Hi, I have a moderately large text file with 1305639×114 entires in a matrix, separated by repeated whitespaces (not always fixed width) per line. About 1.5 GB or so with the spaces.
On julia 1.8.2 The file reads fine with vanilla readdlm from DelimitedFiles.jl but takes 100 s.
@time A = readdlm("myfile.dat", Float64)
106.114928 seconds (446.89 M allocations: 14.807 GiB, 1.00% gc time, 0.67% compilation time)
1305639×114 Matrix{Float64}:
.
But because this is the first step on a cluster with many CPUs already running idle, this wastes a lot of CPU time. I have found the following using DataFrames.jl and CSV.jl a whole lot faster
But I don’t want to add CSV and DataFrames as package dependencies as this means more dependency alertness on my part. Or am I just being finicky / is there a better way than shown above? Thanks.
One thing worth mentioning is that if you can avoid working with test files for matrices you can expect pretty major speedups. Binary formats such as Arrow are often ~100x faster to read and write.
I absolutely agree, but unfortunately I need to write something that reads a horrible legacy format of instrument data for a whole lot of people. I guess one thing to do could be read in text and write out as a binary before I start the cluster job … but would like to avoid duplicating input data if possible.

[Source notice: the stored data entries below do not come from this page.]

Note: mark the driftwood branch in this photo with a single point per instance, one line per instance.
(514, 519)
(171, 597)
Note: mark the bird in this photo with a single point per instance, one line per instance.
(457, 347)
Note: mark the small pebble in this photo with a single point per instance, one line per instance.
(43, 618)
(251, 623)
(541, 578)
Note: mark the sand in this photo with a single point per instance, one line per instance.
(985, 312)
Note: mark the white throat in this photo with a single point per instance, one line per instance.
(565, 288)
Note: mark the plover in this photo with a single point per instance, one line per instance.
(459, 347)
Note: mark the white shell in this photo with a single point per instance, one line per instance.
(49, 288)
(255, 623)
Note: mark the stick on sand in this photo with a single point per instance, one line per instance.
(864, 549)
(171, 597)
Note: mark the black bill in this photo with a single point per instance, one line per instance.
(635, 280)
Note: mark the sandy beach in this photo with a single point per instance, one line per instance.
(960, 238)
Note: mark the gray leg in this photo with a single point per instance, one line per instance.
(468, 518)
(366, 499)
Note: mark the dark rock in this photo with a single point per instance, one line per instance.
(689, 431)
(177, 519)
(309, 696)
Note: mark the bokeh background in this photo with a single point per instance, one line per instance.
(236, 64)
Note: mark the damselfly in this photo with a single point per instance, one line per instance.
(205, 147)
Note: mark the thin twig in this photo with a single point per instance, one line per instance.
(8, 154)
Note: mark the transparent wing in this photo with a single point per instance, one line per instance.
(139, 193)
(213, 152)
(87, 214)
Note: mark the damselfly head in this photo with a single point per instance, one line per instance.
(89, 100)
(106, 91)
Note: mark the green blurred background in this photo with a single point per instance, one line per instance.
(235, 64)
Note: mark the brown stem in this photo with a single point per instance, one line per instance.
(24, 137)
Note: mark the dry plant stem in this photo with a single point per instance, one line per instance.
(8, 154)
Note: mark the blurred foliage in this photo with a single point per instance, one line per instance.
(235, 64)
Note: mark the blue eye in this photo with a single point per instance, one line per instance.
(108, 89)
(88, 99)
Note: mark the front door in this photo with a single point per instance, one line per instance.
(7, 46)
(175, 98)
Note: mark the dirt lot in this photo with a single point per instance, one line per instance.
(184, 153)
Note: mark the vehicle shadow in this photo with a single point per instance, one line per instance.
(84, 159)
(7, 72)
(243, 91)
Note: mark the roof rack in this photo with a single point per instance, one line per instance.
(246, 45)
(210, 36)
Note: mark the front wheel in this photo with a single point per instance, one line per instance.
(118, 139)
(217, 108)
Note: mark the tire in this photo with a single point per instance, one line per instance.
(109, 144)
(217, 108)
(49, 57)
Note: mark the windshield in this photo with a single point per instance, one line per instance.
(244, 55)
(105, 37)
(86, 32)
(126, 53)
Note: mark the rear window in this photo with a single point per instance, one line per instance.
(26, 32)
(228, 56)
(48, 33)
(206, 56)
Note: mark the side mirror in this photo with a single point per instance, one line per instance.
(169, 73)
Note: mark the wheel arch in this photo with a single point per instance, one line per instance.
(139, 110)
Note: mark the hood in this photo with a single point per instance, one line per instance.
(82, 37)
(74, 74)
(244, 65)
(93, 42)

this isn’t the first call so I’ve taken out the compilation overhead (although I’m on Julia 1.9 so TTFX shouldn’t be a big issue anyway). ((Also the above writes Float64 numbers so the file is 2.6 rather than 1.5 GB, but that won’t make a huge difference to the timings))
Ah sorry, I think I had already done using DataFrames in the session before I tried this. Tables is already a dependency of CSV but not re-exported so you’d have to do CSV.Tables.matrix.